What are the Vedas? They are no mere holy books in Hinduism, but eternal, without a beginning or an end, spiritual laws discovered by rishis. Swami Vivekananda says that they are ‘the accumulated treasury of spiritual laws.’
Veda means the sum total of eternal truths; the Vedic Rishis experienced those truths; they can be experienced only by seers of the supersensuous … That is why in the Vedas the term Rishi means ‘the seer of the truth of the Mantras’, and not any Brahmin with the holy thread hanging down the neck. The division of society into castes came about later on.
Veda is of the nature of Shabda or of idea. It is but the sum total of ideas. Shabda, according to the old Vedic meaning of the term, is the subtle idea, which reveals itself by taking the gross form later on. So owing to the dissolution of the creation the subtle seeds of the future creation become involved in the Veda.

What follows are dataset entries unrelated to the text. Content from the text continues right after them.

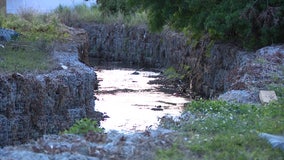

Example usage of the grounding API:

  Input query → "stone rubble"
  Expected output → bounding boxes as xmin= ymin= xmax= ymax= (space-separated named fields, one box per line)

xmin=0 ymin=129 xmax=179 ymax=160
xmin=219 ymin=45 xmax=284 ymax=104
xmin=0 ymin=25 xmax=99 ymax=147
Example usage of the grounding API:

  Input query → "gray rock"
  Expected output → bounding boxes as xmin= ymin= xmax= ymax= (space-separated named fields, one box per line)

xmin=0 ymin=26 xmax=99 ymax=147
xmin=0 ymin=150 xmax=50 ymax=160
xmin=259 ymin=90 xmax=278 ymax=104
xmin=218 ymin=90 xmax=259 ymax=104
xmin=0 ymin=28 xmax=19 ymax=41
xmin=259 ymin=133 xmax=284 ymax=151
xmin=0 ymin=128 xmax=178 ymax=160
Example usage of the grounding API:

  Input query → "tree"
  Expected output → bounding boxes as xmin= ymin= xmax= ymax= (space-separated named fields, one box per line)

xmin=127 ymin=0 xmax=284 ymax=49
xmin=97 ymin=0 xmax=133 ymax=15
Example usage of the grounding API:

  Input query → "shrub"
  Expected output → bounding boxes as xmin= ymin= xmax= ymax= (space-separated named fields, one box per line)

xmin=63 ymin=118 xmax=104 ymax=135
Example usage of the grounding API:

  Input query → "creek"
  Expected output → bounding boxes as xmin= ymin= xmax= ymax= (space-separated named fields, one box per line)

xmin=91 ymin=60 xmax=190 ymax=133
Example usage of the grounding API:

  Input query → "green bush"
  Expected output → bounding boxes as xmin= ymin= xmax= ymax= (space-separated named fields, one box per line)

xmin=63 ymin=118 xmax=104 ymax=135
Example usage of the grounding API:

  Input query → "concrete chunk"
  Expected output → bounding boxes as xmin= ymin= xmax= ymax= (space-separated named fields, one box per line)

All the created objects began to take concrete shape out of the Shabdas or ideas in the Veda. For in Shabda or idea, all gross objects have their subtle forms … the Shabda-state of every object is its subtle state, and the things we see, hear, touch, or perceive in any manner are the gross manifestations of entities in the subtle or Shabda state. Just as we may speak of the effect and its cause. Even when the whole creation is annihilated, the Shabda, as the consciousness of the universe or the subtle reality of all concrete things, exists in Brahman as the cause. At the point of creative manifestation, this sum total of causal entities vibrates into activity, as it were, and as being the sonant, material substance of it all, the eternal, primal sound of ‘Om’ continues to come out of itself. And then from the causal totality comes out first the subtle image or Shabda-form of each particular thing and then its gross manifestation. Now that causal Shabda, or word-consciousness, is Brahman, and it is the Veda. This is the purport of Sayana.
Source - Complete Works Of Swami Vivekananda 6.496–8.